Silvia se enteró del diagnóstico luego de acudir como acompañante de su esposo quien ya manifestaba síntomas avanzados de Sida, recuerda que el médico le preguntó si sabía que su esposo mantenía relaciones sexuales con otros hombres y que al estar infectado tenía que hacerse la prueba pues, lo más probable era que también fuera portadora del virus.

En México, hasta el 70% de las mujeres contagiadas con VIH, adquirieron el virus al tener relaciones sexuales sin protección con su esposo o pareja estable, lo cual incrementa el riesgo de que la enfermedad sea diagnosticada en estado avanzado.

Después de la recomendación de los médicos, su esposo, en esos momentos internado en el hospital, le pidió también realizarse las pruebas correspondientes y al hacerlo, recibió la noticia de que, en efecto, estaba infectada. Sorprendida por ambas noticias: la confesión de su aún esposo y el diagnóstico, explica:

"Pensé que el impacto de la bisexualidad de mi marido y falso, porque, así como él me dijo con honestidad lo que había pasado, lo dejé ir y le dije que él viviera su sexualidad y que a mí me dejara vivir en paz; de esa manera comenzó la vida de otra Silvia Carmona; otro tipo de vida".

Cuando se enteró del diagnóstico y dejó a su marido Silvia habla de una nueva etapa en su vida, una etapa de "dar la cara", de ser visible, de hablar del VIH:

"Tuve tres hijos que crecieron maravillosos, a los cuales les inculqué lo que era la sexualidad, el uso del condón y logré que tuvieran información sobre VIH y Sida".

Sin medicamentos...

Otra problemática que nos cuenta es sobre el acceso a los medicamentos, el cual se agravó durante el año 1997:

"No llegaban los medicamentos y como activista me pasaron muchas cosas porque las mujeres no éramos visibles, éramos aisladas, no podía hablar mucho del tema pues fui víctima del machismo, de la violencia en mi hogar.

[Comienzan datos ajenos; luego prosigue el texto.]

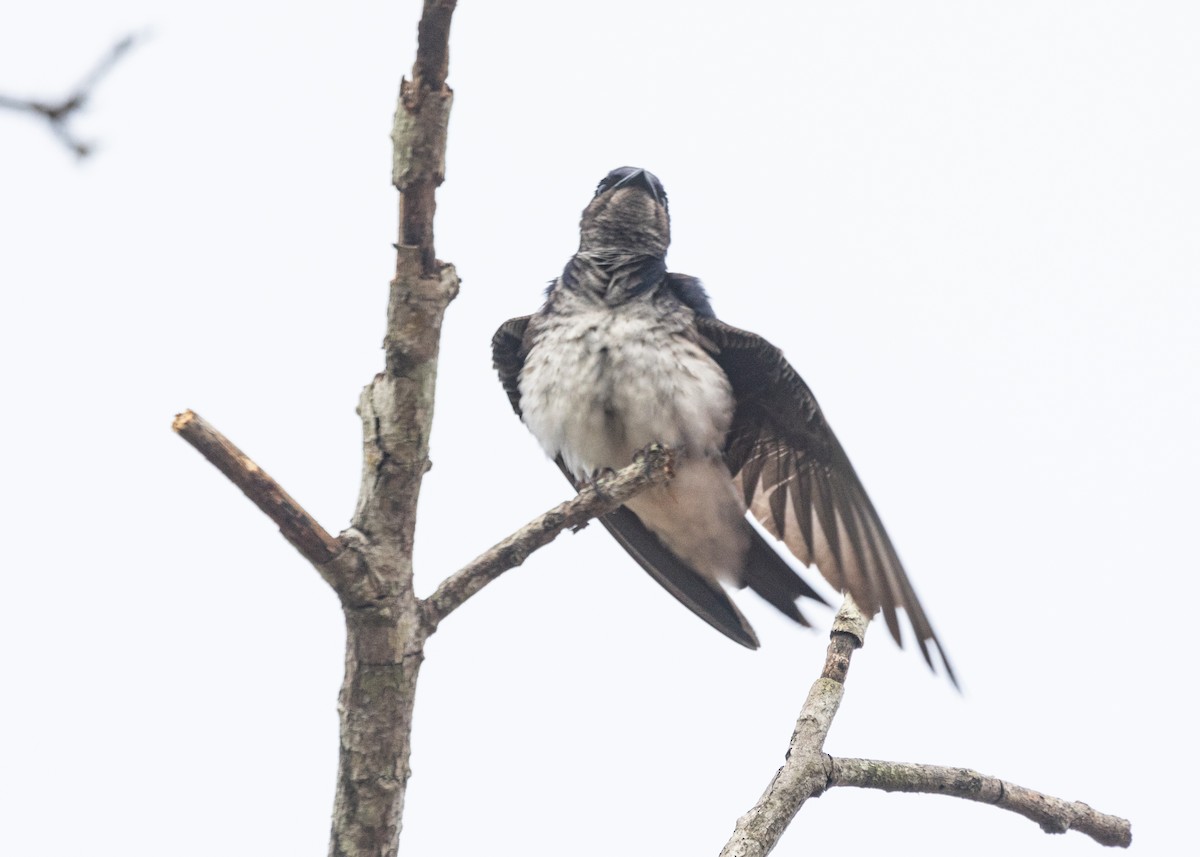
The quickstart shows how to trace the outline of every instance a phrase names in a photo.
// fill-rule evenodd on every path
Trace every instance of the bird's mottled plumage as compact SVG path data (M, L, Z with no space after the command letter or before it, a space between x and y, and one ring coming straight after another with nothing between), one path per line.
M944 654L895 550L816 400L782 353L715 318L692 277L668 274L666 193L622 167L583 211L580 250L533 316L492 340L514 410L578 485L650 443L676 478L601 519L676 598L751 648L722 583L750 587L808 624L823 601L746 519L762 526L900 642L908 615L925 660ZM953 672L946 664L953 681Z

Entonces me armé de valor para alzar la voz y decir, aquí hay una mujer con VIH que pensaba que la bisexualidad no existía y que ahora sabía que sí, que lo había entendido. Hacía plantones en los hospitales, lo que fuera necesario por los medicamentos que necesitábamos".

La también activista nos cuenta que, pese a lo anterior, toda esa experiencia le enseñó algo muy bonito, pues no puede decir que todo fue malo:

"Me enseñó a tener mi propia historia para que ahora en pleno siglo XXI pueda informar a la gente sobre el VIH y SIDA. Yo no sabía hablar en público y ahora hago activismo en los hospitales, les doy información conforme a mi experiencia."

Y es que, para la madre de tres hijos, es fundamental hablar de la enfermedad, de las enfermedades oportunistas, conocer cómo se aplica una inyección o colocar un suero en el hogar.

Empoderamiento y acceso a la información

Finalmente cuenta que ahora ya está empoderada, informada, ya sabe lo que es el VIH, el Sida, actualmente se dedica al activismo en temas de VIH/Sida y también es defensora de los derechos humanos de las personas que viven con la enfermedad, ahora le sorprende lo que vivió al lado del que pensó, era su salvación y amor:

"Mi esposo me decía tu no hablas y cállate, y de no hacerle caso me daba una cachetada y de esa manera me mantuve callada durante 15 años, años en los cuales no tuve voz ni rostro para el VIH."